Mit Reaktionen auf abstrakte Bedrohungen habe man bereits Erfahrungen gesammelt. Ein paar Tage nach dem Terroranschlag von Nizza im Juli 2014, bei dem ein Terrorist des IS mit einem Lastwagen auf der Strandpromenade 86 Menschen tötete und 400 zum Teil schwer verletzte, fanden die "Kölner Lichter" statt, das größte musiksynchrone Feuerwerksspektakel Europas. Auch damals seien Maßnahmen zum Schutz feiernder Menschen ergriffen worden. Ähnlich verhält es sich mit den Kölner Weihnachtsmärkten seit dem Anschlag auf den Weihnachtsmarkt auf dem Berliner Breitscheidplatz 2016.
"Es geht nicht nur darum, die Synagoge als Symbol zu schützen", erklärt Baldes. "Es finden da am Samstag auch zwei Gottesdienste statt. Die Synagoge ist ein Ort, an dem Menschen beten wollen. Insbesondere angesichts des Nahostkonflikts ist sie für viele ein Rückzugsraum, um dort Ruhe zu finden. Und das wird von uns gewährleistet werden." Demonstrationen mit Bezug zum Terrorüberfall und zum Krieg in Nahost könnten am Samstag in Köln nicht stattfinden.
"Die Sicherheit unserer jüdischen Mitbürgerinnen und Mitbürger wie auch jüdischer Einrichtungen hat für uns höchste Priorität", sagt auch ein Sprecher des nordrhein-westfälischen Innenministeriums. Schon unmittelbar nach dem Terrorangriff auf Israel habe das Ministerium die Kreispolizeibehörden angewiesen, "verstärkte Präsenz an jüdischen Einrichtungen zu zeigen".
Nach den Mobilisierungsaufrufen der Terrorgruppe Hamas habe Innenminister Herbert Reul diese Präsenz noch einmal erhöht. Nun würden die Polizeibehörden die Sicherheitslage in ihrem Bereich täglich neu bewerten und die Maßnahmen eigenverantwortlich anpassen. "Das galt für den Jahrestag der Reichspogromnacht am 9. November, und das gilt auch zum Start des Karnevals."

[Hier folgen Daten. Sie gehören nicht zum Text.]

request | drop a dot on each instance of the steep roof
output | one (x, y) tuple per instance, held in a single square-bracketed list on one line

Das bekannte Hauptproblem wird am "Elften im Elften" im "Kwartier Latäng" jedoch der Alkohol werden. "Die einen gehen dann in ein Sanitätszelt, die anderen werden lustig … und wieder andere werden aggressiv", sagt Polizeisprecher Baldes. Man kenne das von Samstagnachteinsätzen auf den "Ringen". "Was anfangs noch nett ist – ‚Was hast du für ein schönes Kostüm an‘ – wird im Laufe des Abends oft respekt- und distanzlos." Dafür ist zum einen "Edelgard" (die Schützende) im Karnevalseinsatz, ein Projekt der Kölner Initiative gegen Gewalt, das am Samstag mit einem Stand und Beratungsteams für Frauen und Mädchen da ist, wenn sie sich bedroht fühlen oder einen Übergriff erlebt haben.
Zum anderen stehen aber auch die Kölner Polizistinnen und Polizisten zur Verfügung. "Wird jemand durch andere Feiernde bedrängt, muss man uns nur ansprechen. Das gibt mindestens eine Anzeige und einen Platzverweis", so Baldes. "Und wenn sich derjenige dagegen sträubt, haben wir die Kapazitäten, dass für ihn die Feier auf der anderen Rheinseite zu Ende geht – bei uns im Polizeipräsidium."